The most dreaded time of the year is fast approaching - tax season. Photographers pay taxes like anybody else, but because of the nature of the job they may have questions that a typical employee doesn’t. What happens if I photographed events in ten different states this year - do I have to pay income tax in all of them? What if I hire a different photographer to cover my event when I’m sick - do I have to withhold taxes for her? Do I have to pay attention to sales tax? And what if my year was terrible and I made almost no money - do I still have to pay taxes at all? Here are a few tips and tricks to help you survive taxation as a freelance photographer.
Let’s handle the first question first - unfortunately, yes, you will likely have to pay income tax in every state in which you earned money. Some states have an earned-dollar threshold that must be met; others have a time threshold. In Massachusetts, for example, non-residents are required to file state taxes if the income they earn in the state exceeds $8,000 or reaches a certain portion of their overall income. It is important to check the Department of Revenue for each state you’ve done work in to see if you meet the requirement for non-residency income.

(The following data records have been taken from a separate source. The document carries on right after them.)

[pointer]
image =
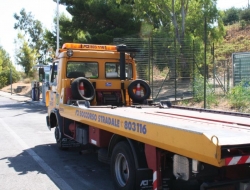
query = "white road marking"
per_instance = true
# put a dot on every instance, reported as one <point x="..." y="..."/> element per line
<point x="51" y="173"/>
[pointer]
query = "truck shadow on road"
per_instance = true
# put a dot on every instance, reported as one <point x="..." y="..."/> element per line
<point x="79" y="171"/>
<point x="27" y="107"/>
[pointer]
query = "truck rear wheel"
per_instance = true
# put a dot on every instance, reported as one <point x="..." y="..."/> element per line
<point x="123" y="167"/>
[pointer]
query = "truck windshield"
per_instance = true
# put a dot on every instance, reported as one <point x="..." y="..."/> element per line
<point x="112" y="70"/>
<point x="82" y="69"/>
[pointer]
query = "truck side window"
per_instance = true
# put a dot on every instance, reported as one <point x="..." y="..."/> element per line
<point x="112" y="70"/>
<point x="77" y="69"/>
<point x="53" y="75"/>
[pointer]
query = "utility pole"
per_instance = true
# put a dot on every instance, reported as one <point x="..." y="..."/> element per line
<point x="57" y="23"/>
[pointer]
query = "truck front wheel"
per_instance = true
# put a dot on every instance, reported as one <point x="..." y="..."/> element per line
<point x="123" y="167"/>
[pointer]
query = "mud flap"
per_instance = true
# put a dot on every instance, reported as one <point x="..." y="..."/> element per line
<point x="144" y="179"/>
<point x="67" y="143"/>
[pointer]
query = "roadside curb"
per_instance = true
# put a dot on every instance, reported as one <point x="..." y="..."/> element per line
<point x="20" y="98"/>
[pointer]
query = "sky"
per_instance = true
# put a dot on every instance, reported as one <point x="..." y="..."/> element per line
<point x="45" y="11"/>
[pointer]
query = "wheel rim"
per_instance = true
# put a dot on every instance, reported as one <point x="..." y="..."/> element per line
<point x="57" y="134"/>
<point x="121" y="169"/>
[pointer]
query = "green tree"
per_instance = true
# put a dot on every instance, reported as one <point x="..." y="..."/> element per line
<point x="100" y="21"/>
<point x="34" y="32"/>
<point x="231" y="16"/>
<point x="8" y="72"/>
<point x="245" y="15"/>
<point x="183" y="21"/>
<point x="26" y="56"/>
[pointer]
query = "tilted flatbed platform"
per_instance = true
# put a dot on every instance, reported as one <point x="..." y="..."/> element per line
<point x="183" y="132"/>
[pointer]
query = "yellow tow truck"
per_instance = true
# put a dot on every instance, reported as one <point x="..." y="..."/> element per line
<point x="95" y="98"/>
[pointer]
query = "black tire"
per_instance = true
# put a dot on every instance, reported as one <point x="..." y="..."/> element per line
<point x="123" y="171"/>
<point x="89" y="89"/>
<point x="132" y="94"/>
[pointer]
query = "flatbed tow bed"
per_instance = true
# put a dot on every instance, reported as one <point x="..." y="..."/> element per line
<point x="148" y="145"/>
<point x="184" y="132"/>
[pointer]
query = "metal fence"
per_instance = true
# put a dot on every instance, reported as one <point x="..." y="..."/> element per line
<point x="166" y="68"/>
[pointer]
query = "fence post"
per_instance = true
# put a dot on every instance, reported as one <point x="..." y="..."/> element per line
<point x="205" y="61"/>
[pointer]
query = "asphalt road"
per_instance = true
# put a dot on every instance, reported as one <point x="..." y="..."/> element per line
<point x="30" y="159"/>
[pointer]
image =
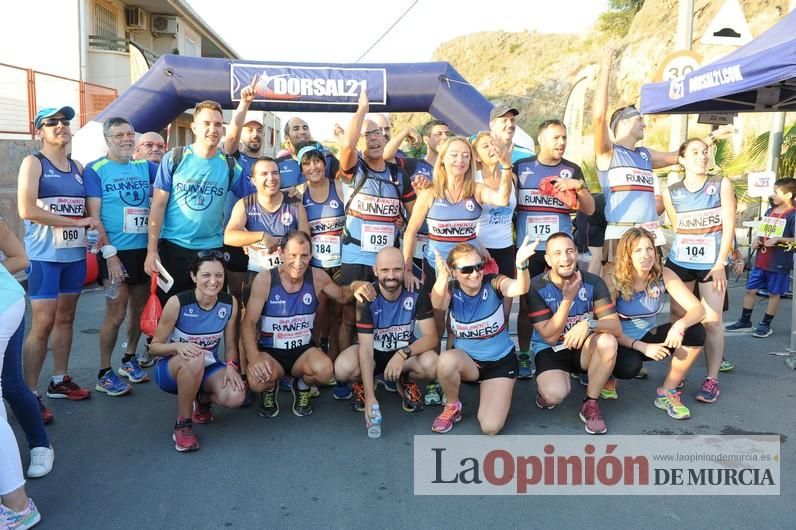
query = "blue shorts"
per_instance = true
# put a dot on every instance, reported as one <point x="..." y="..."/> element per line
<point x="48" y="279"/>
<point x="168" y="384"/>
<point x="777" y="283"/>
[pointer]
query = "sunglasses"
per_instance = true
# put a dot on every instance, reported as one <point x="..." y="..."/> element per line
<point x="208" y="255"/>
<point x="53" y="122"/>
<point x="469" y="269"/>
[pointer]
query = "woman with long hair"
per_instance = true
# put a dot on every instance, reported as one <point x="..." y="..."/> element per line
<point x="186" y="344"/>
<point x="484" y="352"/>
<point x="701" y="207"/>
<point x="638" y="286"/>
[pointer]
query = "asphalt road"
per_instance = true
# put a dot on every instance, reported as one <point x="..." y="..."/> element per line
<point x="116" y="465"/>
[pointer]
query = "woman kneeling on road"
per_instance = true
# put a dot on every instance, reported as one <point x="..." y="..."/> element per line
<point x="484" y="352"/>
<point x="187" y="340"/>
<point x="638" y="287"/>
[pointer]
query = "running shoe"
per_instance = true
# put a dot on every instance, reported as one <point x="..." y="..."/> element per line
<point x="67" y="389"/>
<point x="302" y="400"/>
<point x="709" y="392"/>
<point x="132" y="371"/>
<point x="542" y="404"/>
<point x="762" y="331"/>
<point x="358" y="405"/>
<point x="452" y="413"/>
<point x="726" y="366"/>
<point x="27" y="518"/>
<point x="740" y="326"/>
<point x="41" y="461"/>
<point x="526" y="370"/>
<point x="433" y="394"/>
<point x="609" y="390"/>
<point x="47" y="415"/>
<point x="342" y="391"/>
<point x="268" y="407"/>
<point x="202" y="413"/>
<point x="591" y="415"/>
<point x="669" y="400"/>
<point x="184" y="438"/>
<point x="145" y="359"/>
<point x="389" y="386"/>
<point x="411" y="396"/>
<point x="111" y="385"/>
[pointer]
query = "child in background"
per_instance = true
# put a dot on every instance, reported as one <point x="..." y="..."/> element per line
<point x="773" y="263"/>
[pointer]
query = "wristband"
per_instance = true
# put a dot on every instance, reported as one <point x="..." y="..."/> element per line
<point x="108" y="251"/>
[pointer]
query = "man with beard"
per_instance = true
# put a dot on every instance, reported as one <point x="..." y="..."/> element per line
<point x="540" y="215"/>
<point x="575" y="330"/>
<point x="278" y="326"/>
<point x="151" y="147"/>
<point x="297" y="131"/>
<point x="387" y="344"/>
<point x="503" y="122"/>
<point x="381" y="192"/>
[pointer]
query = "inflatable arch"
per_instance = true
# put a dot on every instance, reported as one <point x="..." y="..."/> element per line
<point x="176" y="83"/>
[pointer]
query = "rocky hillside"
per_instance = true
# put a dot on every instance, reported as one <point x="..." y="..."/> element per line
<point x="535" y="71"/>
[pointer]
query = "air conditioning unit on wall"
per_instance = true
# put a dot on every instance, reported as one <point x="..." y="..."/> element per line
<point x="164" y="25"/>
<point x="135" y="18"/>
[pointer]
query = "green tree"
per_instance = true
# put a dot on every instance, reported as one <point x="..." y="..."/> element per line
<point x="617" y="20"/>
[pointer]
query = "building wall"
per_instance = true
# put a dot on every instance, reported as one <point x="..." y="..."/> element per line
<point x="11" y="154"/>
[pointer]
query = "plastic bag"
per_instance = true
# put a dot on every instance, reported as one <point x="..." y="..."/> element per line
<point x="152" y="310"/>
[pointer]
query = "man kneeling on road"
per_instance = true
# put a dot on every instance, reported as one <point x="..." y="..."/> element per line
<point x="387" y="344"/>
<point x="283" y="301"/>
<point x="575" y="330"/>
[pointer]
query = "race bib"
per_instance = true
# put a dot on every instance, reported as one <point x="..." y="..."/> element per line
<point x="69" y="236"/>
<point x="421" y="241"/>
<point x="771" y="227"/>
<point x="135" y="220"/>
<point x="209" y="358"/>
<point x="289" y="340"/>
<point x="697" y="250"/>
<point x="376" y="237"/>
<point x="260" y="259"/>
<point x="326" y="248"/>
<point x="541" y="226"/>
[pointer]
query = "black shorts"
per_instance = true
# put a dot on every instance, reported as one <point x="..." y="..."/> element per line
<point x="629" y="361"/>
<point x="381" y="358"/>
<point x="688" y="275"/>
<point x="564" y="359"/>
<point x="133" y="263"/>
<point x="537" y="264"/>
<point x="238" y="259"/>
<point x="287" y="357"/>
<point x="506" y="366"/>
<point x="505" y="260"/>
<point x="335" y="273"/>
<point x="354" y="272"/>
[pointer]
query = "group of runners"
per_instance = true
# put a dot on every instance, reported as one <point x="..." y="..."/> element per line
<point x="348" y="270"/>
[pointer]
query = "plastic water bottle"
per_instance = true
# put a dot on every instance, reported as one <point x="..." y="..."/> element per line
<point x="92" y="238"/>
<point x="374" y="427"/>
<point x="112" y="290"/>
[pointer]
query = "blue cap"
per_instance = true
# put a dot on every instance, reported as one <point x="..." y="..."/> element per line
<point x="49" y="112"/>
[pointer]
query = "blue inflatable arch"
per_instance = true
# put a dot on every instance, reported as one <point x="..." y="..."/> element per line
<point x="176" y="83"/>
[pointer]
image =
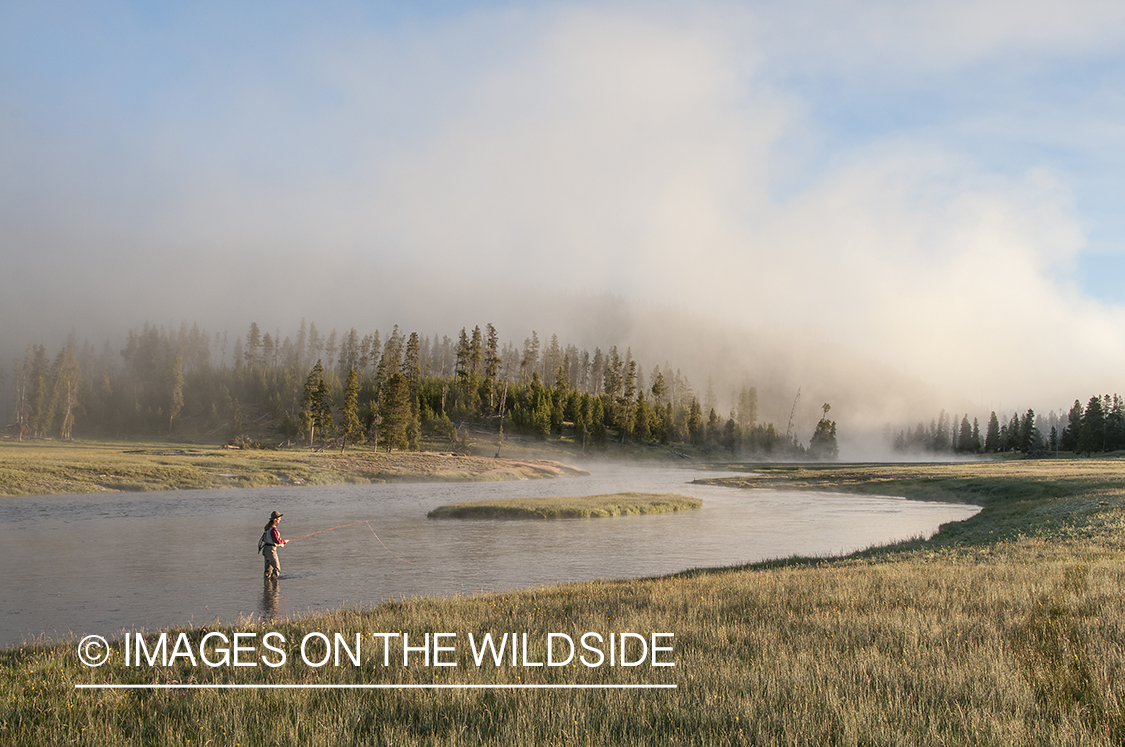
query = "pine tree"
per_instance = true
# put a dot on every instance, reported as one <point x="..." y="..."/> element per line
<point x="992" y="435"/>
<point x="176" y="389"/>
<point x="822" y="446"/>
<point x="350" y="428"/>
<point x="311" y="406"/>
<point x="395" y="413"/>
<point x="1092" y="433"/>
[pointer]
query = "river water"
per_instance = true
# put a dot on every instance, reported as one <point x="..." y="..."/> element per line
<point x="99" y="564"/>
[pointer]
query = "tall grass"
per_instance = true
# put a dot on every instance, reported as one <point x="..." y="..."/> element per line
<point x="1006" y="630"/>
<point x="586" y="506"/>
<point x="46" y="467"/>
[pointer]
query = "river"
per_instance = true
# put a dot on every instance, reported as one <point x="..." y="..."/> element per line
<point x="79" y="564"/>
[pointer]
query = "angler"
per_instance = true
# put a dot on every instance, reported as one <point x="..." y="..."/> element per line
<point x="268" y="546"/>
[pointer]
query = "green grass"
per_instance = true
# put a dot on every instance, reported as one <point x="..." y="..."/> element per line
<point x="57" y="467"/>
<point x="1005" y="629"/>
<point x="588" y="506"/>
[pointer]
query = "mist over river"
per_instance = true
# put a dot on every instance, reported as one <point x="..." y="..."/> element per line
<point x="99" y="564"/>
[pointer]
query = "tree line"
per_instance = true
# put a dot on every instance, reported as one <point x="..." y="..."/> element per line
<point x="1096" y="428"/>
<point x="389" y="393"/>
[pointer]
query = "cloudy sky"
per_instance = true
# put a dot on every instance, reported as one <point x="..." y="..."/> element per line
<point x="934" y="186"/>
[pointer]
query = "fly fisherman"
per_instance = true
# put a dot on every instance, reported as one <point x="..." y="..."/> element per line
<point x="271" y="540"/>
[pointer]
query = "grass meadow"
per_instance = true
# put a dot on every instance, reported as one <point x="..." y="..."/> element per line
<point x="59" y="467"/>
<point x="1005" y="629"/>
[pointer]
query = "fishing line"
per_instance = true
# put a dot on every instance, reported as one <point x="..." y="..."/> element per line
<point x="354" y="523"/>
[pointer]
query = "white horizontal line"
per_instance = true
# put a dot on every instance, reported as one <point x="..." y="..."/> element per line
<point x="369" y="686"/>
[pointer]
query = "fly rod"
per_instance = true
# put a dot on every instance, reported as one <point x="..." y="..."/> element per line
<point x="354" y="523"/>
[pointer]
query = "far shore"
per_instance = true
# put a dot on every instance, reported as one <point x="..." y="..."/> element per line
<point x="75" y="467"/>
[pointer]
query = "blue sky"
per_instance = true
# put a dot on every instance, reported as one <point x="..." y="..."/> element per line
<point x="858" y="168"/>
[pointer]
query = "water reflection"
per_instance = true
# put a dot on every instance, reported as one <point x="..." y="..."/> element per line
<point x="99" y="564"/>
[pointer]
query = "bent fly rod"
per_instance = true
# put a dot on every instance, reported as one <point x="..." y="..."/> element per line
<point x="354" y="523"/>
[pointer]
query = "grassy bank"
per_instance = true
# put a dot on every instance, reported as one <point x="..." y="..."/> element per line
<point x="1006" y="629"/>
<point x="585" y="506"/>
<point x="56" y="467"/>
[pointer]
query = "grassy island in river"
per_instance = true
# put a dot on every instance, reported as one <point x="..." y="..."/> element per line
<point x="588" y="506"/>
<point x="1002" y="629"/>
<point x="53" y="467"/>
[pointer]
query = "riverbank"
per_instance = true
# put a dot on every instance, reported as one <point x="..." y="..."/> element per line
<point x="56" y="467"/>
<point x="1004" y="629"/>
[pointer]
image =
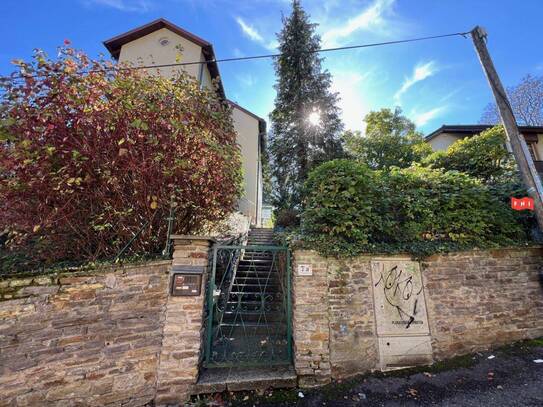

Now say you live in Tennessee, but a Kentucky resident hires you to take some photos in your own studio at home - the money may be coming from Kentucky, but you didn’t earn it in Kentucky, so you don’t have to pay Kentucky tax.
But before you get too scared, there is some good news: the Supreme Court has ruled that you cannot be double taxed; in other words, if you earn $1000 in Kentucky but live in Tennessee, you can’t be taxed on that grand by both states.
Next, do I have to withhold taxes or fulfill any other tax obligation when I hire an independent contractor? You generally will not have to withhold federal taxes from independent contractors - which is part of their appeal, of course - but there are other obligations you must fulfill. First, whenever you hire an independent contractor you must give them a W-9 form and have them fill it out and return it to you. This form just gives you information about them, including name, company, and taxpayer identification number. Second, at the end of the tax year, and only if you paid the independent contractor more than $600, you have to submit a form 1099-MISC to the IRS stating how much you paid them, as well as give your contractor a copy. The only time you will have to withhold tax from an independent contractor is if they did not give you a taxpayer identification number on their W-9 form, or if the IRS contacted you and informed you that the number was not on file. You will have to withhold 24% of the total payment to the contractor, and pay it to the IRS with a Form 945.
Third, should you have to even think about state sales tax? Maybe: it depends on what exactly you are providing to your customers. If you are providing any sort of “tangible” product with your services - anything from hardcopy prints to USB drives containing digital albums - then yes, you must reserve and pay the state sales tax where that tangible product was sold. But if your products are purely digital - such as creating an online gallery from which clients can download their pictures - then you can sidestep this requirement. Whether or not you can wiggle around this requirement by making your hardcopy albums or USB drives complimentary or free may depend on your state, and you should consult an attorney familiar with your state’s sales tax.
Last, even if you had a terrible, awful, no-good, very bad year and made less than $10,000, do you still have to file a return and pay taxes? Unfortunately, in all likelihood the answer is yes. If you are an employee of a company and make less than ten grand, then you are not required to file a return and in all likelihood your entire income is deductible. But you are not an employee of a company - you’re a freelancer, and you run your own business, and the federal government taxes all self-employment income over $400. Even worse, typically an employee only has half of his FICA (Social Security and Medicare) taxes withheld from his paycheck, with his employer paying the other half on his behalf. But you, because you are self-employed, are considered to be both employer and employee, and thus you have to pay the entire amount for yourself - although you are allowed to deduct the employer-paid portion of the FICA tax from your gross income for the year.
Tax is complex, and you should always speak to a tax attorney or other tax professional when making decisions about how to allocate your income.